The data block API

The data block API

The data block API lets you customize how to create a DataBunch by isolating the underlying parts of that process in separate blocks, mainly:

  • where are the inputs
  • how to split the data into a training and validation set
  • how to label them
  • possible transforms to apply
  • how to warp in dataloaders and create the DataBunch

This is a bit longer than using the factory methods but is way more flexible. As usual, we'll begin with end-to-end examples, then switch to the details of each of those parts.

Examples of use

Let's begin by our traditional MNIST example.

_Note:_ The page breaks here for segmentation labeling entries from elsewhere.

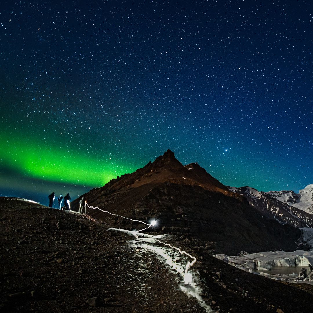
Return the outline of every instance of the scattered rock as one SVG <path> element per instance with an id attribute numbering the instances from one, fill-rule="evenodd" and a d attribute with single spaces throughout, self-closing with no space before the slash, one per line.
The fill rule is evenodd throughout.
<path id="1" fill-rule="evenodd" d="M 222 275 L 222 274 L 221 272 L 220 271 L 217 272 L 216 273 L 215 273 L 215 274 L 216 274 L 216 275 L 217 275 L 217 276 L 219 278 L 221 278 L 221 276 Z"/>
<path id="2" fill-rule="evenodd" d="M 93 298 L 91 298 L 88 299 L 86 301 L 86 303 L 93 307 L 95 307 L 99 305 L 99 301 L 98 300 L 98 297 L 94 297 Z"/>
<path id="3" fill-rule="evenodd" d="M 9 296 L 10 298 L 17 298 L 20 297 L 23 295 L 23 292 L 16 292 L 15 293 L 12 294 Z"/>

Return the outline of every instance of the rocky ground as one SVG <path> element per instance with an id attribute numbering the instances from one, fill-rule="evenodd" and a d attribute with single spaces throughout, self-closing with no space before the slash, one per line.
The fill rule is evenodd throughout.
<path id="1" fill-rule="evenodd" d="M 0 198 L 0 311 L 204 312 L 177 275 L 132 239 L 88 215 Z M 205 243 L 169 238 L 198 259 L 214 312 L 312 311 L 313 289 L 272 281 L 210 256 Z"/>

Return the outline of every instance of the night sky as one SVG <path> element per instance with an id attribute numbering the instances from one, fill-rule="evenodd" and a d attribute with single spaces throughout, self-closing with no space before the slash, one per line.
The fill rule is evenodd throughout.
<path id="1" fill-rule="evenodd" d="M 73 199 L 168 149 L 226 185 L 313 183 L 311 3 L 2 1 L 0 195 Z"/>

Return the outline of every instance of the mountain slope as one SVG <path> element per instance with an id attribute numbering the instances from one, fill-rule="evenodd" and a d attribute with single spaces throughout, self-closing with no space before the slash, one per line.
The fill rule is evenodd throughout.
<path id="1" fill-rule="evenodd" d="M 269 191 L 267 194 L 289 205 L 313 214 L 313 184 L 308 185 L 298 194 L 292 190 Z"/>
<path id="2" fill-rule="evenodd" d="M 154 230 L 161 233 L 200 238 L 214 253 L 292 251 L 300 235 L 294 228 L 251 210 L 244 197 L 229 191 L 197 163 L 184 167 L 169 150 L 143 168 L 83 195 L 72 203 L 74 209 L 83 197 L 89 205 L 114 214 L 147 223 L 156 219 Z M 88 213 L 115 227 L 144 227 L 99 210 Z"/>
<path id="3" fill-rule="evenodd" d="M 250 205 L 269 218 L 295 227 L 313 227 L 313 215 L 281 202 L 278 200 L 279 197 L 273 197 L 271 193 L 258 191 L 248 186 L 239 188 L 229 187 L 229 189 L 245 197 Z"/>
<path id="4" fill-rule="evenodd" d="M 87 215 L 0 197 L 0 226 L 1 312 L 205 311 L 180 290 L 166 260 Z M 234 269 L 200 241 L 168 240 L 197 258 L 202 297 L 213 312 L 311 311 L 311 286 Z M 95 307 L 86 303 L 95 297 Z"/>

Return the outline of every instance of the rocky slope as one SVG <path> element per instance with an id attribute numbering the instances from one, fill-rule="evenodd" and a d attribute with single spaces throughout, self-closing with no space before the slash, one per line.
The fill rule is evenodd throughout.
<path id="1" fill-rule="evenodd" d="M 291 199 L 295 198 L 291 193 L 289 202 L 286 201 L 283 202 L 279 200 L 282 199 L 281 197 L 275 197 L 269 192 L 258 191 L 248 186 L 239 188 L 229 188 L 231 191 L 245 197 L 250 205 L 269 218 L 274 219 L 282 224 L 295 227 L 313 227 L 313 215 L 287 204 L 290 202 Z"/>
<path id="2" fill-rule="evenodd" d="M 296 193 L 292 190 L 269 191 L 271 197 L 307 213 L 313 214 L 313 184 L 308 185 Z"/>
<path id="3" fill-rule="evenodd" d="M 143 168 L 113 179 L 72 203 L 77 211 L 84 197 L 90 206 L 148 223 L 154 230 L 200 237 L 212 253 L 235 254 L 280 249 L 293 251 L 300 232 L 264 218 L 242 196 L 228 189 L 197 163 L 184 166 L 168 150 Z M 88 213 L 115 227 L 144 227 L 97 210 Z"/>
<path id="4" fill-rule="evenodd" d="M 128 244 L 132 236 L 108 231 L 110 226 L 85 215 L 0 198 L 0 311 L 205 311 L 179 290 L 177 274 L 165 261 L 133 249 Z M 211 257 L 200 239 L 180 237 L 167 240 L 197 258 L 193 270 L 212 311 L 311 311 L 311 286 L 234 269 Z"/>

path = untar_data(URLs.MNIST_TINY)
tfms = get_transforms(do_flip=False)
path.ls()
[PosixPath('/home/ubuntu/.fastai/data/mnist_tiny/train'),
 PosixPath('/home/ubuntu/.fastai/data/mnist_tiny/test'),
 PosixPath('/home/ubuntu/.fastai/data/mnist_tiny/labels.csv'),
 PosixPath('/home/ubuntu/.fastai/data/mnist_tiny/valid'),
 PosixPath('/home/ubuntu/.fastai/data/mnist_tiny/history.csv'),
 PosixPath('/home/ubuntu/.fastai/data/mnist_tiny/models')]
(path/'train').ls()
[PosixPath('/home/ubuntu/.fastai/data/mnist_tiny/train/7'),
 PosixPath('/home/ubuntu/.fastai/data/mnist_tiny/train/3')]

In vision.data, we create an easy DataBunch suitable for classification by simply typing:

data = ImageDataBunch.from_folder(path, ds_tfms=tfms, size=24)

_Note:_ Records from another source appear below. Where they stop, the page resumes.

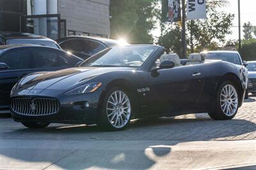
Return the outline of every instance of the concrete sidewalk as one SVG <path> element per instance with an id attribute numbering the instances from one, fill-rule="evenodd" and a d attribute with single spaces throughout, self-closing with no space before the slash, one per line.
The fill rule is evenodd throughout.
<path id="1" fill-rule="evenodd" d="M 256 165 L 256 141 L 0 140 L 0 169 L 217 169 Z"/>

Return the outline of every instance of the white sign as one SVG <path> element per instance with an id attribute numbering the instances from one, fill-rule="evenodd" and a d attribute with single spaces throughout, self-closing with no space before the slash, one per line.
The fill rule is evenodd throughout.
<path id="1" fill-rule="evenodd" d="M 206 0 L 188 0 L 187 18 L 189 20 L 206 18 Z"/>

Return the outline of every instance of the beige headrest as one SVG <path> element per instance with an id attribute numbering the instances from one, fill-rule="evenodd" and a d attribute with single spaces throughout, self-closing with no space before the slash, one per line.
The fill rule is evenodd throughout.
<path id="1" fill-rule="evenodd" d="M 188 61 L 189 62 L 201 62 L 203 61 L 203 58 L 200 54 L 193 53 L 188 56 Z"/>
<path id="2" fill-rule="evenodd" d="M 177 54 L 163 54 L 160 58 L 160 63 L 164 60 L 170 60 L 174 63 L 175 66 L 180 65 L 180 58 Z"/>

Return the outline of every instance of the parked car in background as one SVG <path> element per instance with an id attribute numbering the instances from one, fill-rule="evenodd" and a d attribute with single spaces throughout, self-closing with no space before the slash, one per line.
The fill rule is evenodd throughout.
<path id="1" fill-rule="evenodd" d="M 248 86 L 247 93 L 256 95 L 256 61 L 248 61 Z"/>
<path id="2" fill-rule="evenodd" d="M 8 112 L 12 87 L 36 72 L 73 67 L 83 59 L 56 48 L 41 45 L 0 45 L 0 113 Z"/>
<path id="3" fill-rule="evenodd" d="M 229 62 L 235 65 L 241 65 L 243 67 L 247 66 L 247 62 L 243 61 L 239 53 L 237 51 L 229 50 L 214 50 L 201 52 L 205 54 L 205 59 L 221 59 L 224 61 Z M 245 75 L 246 84 L 248 81 L 248 73 L 247 69 L 243 69 L 243 73 Z M 246 85 L 246 89 L 248 89 Z M 246 90 L 247 91 L 247 90 Z M 245 95 L 245 98 L 248 98 L 248 93 Z"/>
<path id="4" fill-rule="evenodd" d="M 86 59 L 96 53 L 108 47 L 128 43 L 109 38 L 70 36 L 56 40 L 60 46 L 65 50 Z"/>
<path id="5" fill-rule="evenodd" d="M 34 44 L 61 49 L 54 40 L 40 35 L 26 33 L 0 32 L 1 45 Z"/>

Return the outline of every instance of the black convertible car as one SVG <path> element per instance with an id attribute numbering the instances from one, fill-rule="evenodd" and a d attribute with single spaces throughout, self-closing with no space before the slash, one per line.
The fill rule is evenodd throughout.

This is aimed at data that is in folders following an ImageNet style, with a train and valid directory containing each one subdirectory per class, where all the pictures are. With the data block API, the same thing is achieved like this:

data = (ImageItemList.from_folder(path) #Where to find the data? -> in path and its subfolders
        .split_by_folder()              #How to split in train/valid? -> use the folders
        .label_from_folder()            #How to label? -> depending on the folder of the filenames
        .add_test_folder()              #Optionally add a test set (here default name is test)
        .transform(tfms, size=64)       #Data augmentation? -> use tfms with a size of 64
        .databunch())                   #Finally? -> use the defaults for conversion to ImageDataBunch
data.show_batch(3, figsize=(6,6), hide_axis=False)
data.train_ds[0], data.test_ds.classes
((Image (3, 64, 64), Category 7), ['7', '3'])

Let's look at another example from vision.data with the planet dataset. This time, it's a multiclassification problem with the labels in a csv file and no given split between valid and train data, so we use a random split. The factory method is:

planet = untar_data(URLs.PLANET_TINY)
planet_tfms = get_transforms(flip_vert=True, max_lighting=0.1, max_zoom=1.05, max_warp=0.)
data = ImageDataBunch.from_csv(planet, folder='train', size=128, suffix='.jpg', sep = ' ', ds_tfms=planet_tfms)

With the data block API we can rewrite this like that:

data = (ImageItemList.from_csv(planet, 'labels.csv', folder='train', suffix='.jpg')
        #Where to find the data? -> in planet 'train' folder
        .random_split_by_pct()
        #How to split in train/valid? -> randomly with the default 20% in valid
        .label_from_df(sep=' ')
        #How to label? -> use the csv file
        .transform(planet_tfms, size=128)
        #Data augmentation? -> use tfms with a size of 128
        .databunch())                          
        #Finally -> use the defaults for conversion to databunch
data.show_batch(rows=2, figsize=(9,7))

The data block API also allows you to use dataset types for which there is no direct ImageDataBunch factory method. For a segmentation task, for instance, we can use it to quickly get a DataBunch. Let's take the example of the camvid dataset. The images are in an 'images' folder and their corresponding mask is in a 'labels' folder.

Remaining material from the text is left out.